Circa 1966, patients were moved from the deteriorating buildings at Byberry into other Byberry buildings. Governor Raymond Schafer visited the facilities and recommended they be closed. Yet no alternative was offered as to where the patients should be.

A woman was released after spending 47 years at Byberry. She had been admitted for “babbling”. It was discovered her babbling was Ukrainian.

State Reps. Milton Berkes and James Gallagher toured Byberry. They observed noticeable stench. They noted Byberry received $8.20 per patient compared to $21 to $35 per patients that other hospitals received. Gov. Schafer investigated Byberry. Razor wive was installed around the building for violent offenders. One building was condemned. After a female employee was raped, streetlights were installed.

Rep. Frank Salvatore became critical of Byberry’s Superintendent using state time and resources to write book. Salvatore also later criticized the closing of chapels at Byberry.

Byberry began transferring patients out of its facilities. Some patients were discharged to “family members” who turned out to be landlords. Byberry had about 600 patients by the mid-1980s. The infrastructure was badly deteriorated.. Shackled dangerous patients were often set free by other patients.
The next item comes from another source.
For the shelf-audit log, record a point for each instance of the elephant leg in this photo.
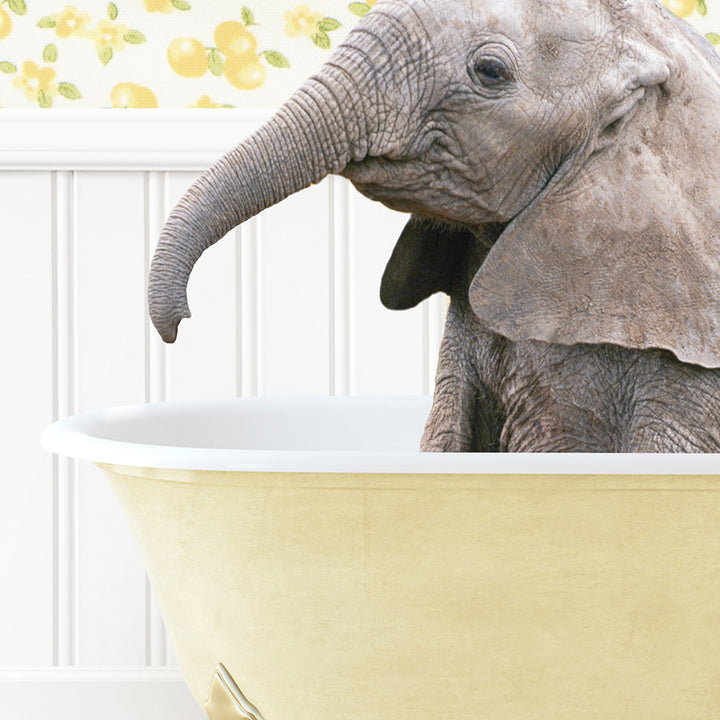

Governor Robert Casey in 1987 has a Blue Ribbon study look into Byberry. Upon reading their report, Casey decided to close Byberry. Twelve attendants were fired, resigned, or transferred for abusing patients. The patients were all transferred into  state hospitals, nursing homes, and community centers. The last five Byberry patients left the facility of June 21, 1990.

The Byberry buildings contain asbestos It would cost millions of dollars to tear them down or refurbish them. The site was purchased in 2006 with the intentions of becoming senior citizen housing.